- Born: April 6, 1936 (age 90)
- Occupations: Civil rights activist & national education policy advisor
- Known for: Creator of the Upward Bound Program
- Spouse: Elizabeth
- Children: 2 incl. Peter Salett

= Stan Salett =

American activist and policy advisor

Stan Salett (born April 6, 1936) is a civil rights organizer, national education policy advisor and creator of the Upward Bound Program and helped to initiate Head Start. In the early 1960s Salett was an organizer for the Congress of Racial Equality (CORE) and helped organize the March on Washington for Jobs and Freedom. He was the first director of education of the Office of Economic Opportunity, where the Head Start program was created. He co-founded the National Committee for Citizens in Education, dedicated to promoting parent and citizen involvement in schools. During President Lyndon Johnson administration he initiated the National Upward Bound program. While working in Washington, D.C. he served on the staff of all three Kennedy brothers: President Kennedy's Committee on Youth Employment, Attorney General Robert F. Kennedy's President's Committee on Juvenile Delinquency and Senator Ted Kennedy's Presidential campaign in 1980. He was an active school board member in Maryland in the 1980s. During President Bill Clinton's transition he vetted candidates for Attorney General and Secretary of the Interior.

In 2011 he published his memoir, The Edge of Politics: Stories from the Civil Rights Movement, the War on Poverty & the Challenges of School Reform. He received the New England Education Opportunity Association's Claiborne Pell Award in 2013. Presently he is President of the Foundation for the Future of Youth, a division of the Eigen Arnett Educational and Cultural Foundation. He has developed special search engines to meet a variety of human needs such as the elimination of human trafficking, the improvement of school performance and the scarcity of the global water supply.
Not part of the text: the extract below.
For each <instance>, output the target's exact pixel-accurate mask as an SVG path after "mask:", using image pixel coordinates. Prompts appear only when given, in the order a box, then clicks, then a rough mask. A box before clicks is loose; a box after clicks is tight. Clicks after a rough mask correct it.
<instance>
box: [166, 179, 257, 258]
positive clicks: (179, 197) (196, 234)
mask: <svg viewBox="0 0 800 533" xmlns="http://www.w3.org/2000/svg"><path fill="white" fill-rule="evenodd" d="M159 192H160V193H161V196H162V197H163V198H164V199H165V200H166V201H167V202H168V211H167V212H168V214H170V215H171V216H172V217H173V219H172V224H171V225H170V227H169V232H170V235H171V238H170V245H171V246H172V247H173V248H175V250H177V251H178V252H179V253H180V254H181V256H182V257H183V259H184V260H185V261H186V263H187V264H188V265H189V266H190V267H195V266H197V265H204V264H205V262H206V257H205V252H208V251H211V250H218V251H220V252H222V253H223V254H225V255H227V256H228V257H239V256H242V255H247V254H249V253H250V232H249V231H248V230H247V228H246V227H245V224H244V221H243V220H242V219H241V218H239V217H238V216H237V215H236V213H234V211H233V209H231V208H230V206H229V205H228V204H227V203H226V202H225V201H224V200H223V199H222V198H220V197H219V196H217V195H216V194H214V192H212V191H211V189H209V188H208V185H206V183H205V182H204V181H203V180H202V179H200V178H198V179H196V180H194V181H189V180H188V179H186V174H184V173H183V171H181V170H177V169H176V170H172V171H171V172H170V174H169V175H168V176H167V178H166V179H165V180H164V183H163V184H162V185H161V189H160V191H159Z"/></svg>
In 2016 Salett has been involved in The Independent Media Institute study which evaluated the movement to privatize public education. It was revealed that, "… in the past two decades, a small group of billionaires – including News Corporation's Rupert Murdoch, who once called public schools an "untapped 500-billion-dollar sector" – have worked to assert private control over public education ...." Salett was presented with the 2017 Distinguished Graduate Award from Boston Latin School for his career to public service and public policy work. The Award is given each year to alumni exemplifying the Boston Latin School motto, sumus primi.

As of 2016, he resides in Washington, DC, and Chestertown, Maryland with his wife Elizabeth. He has two sons, singer-songwriters Peter Salett and Steve Salett, owner of Saltlands Studio in Brooklyn, New York and Reservoir in Manhattan.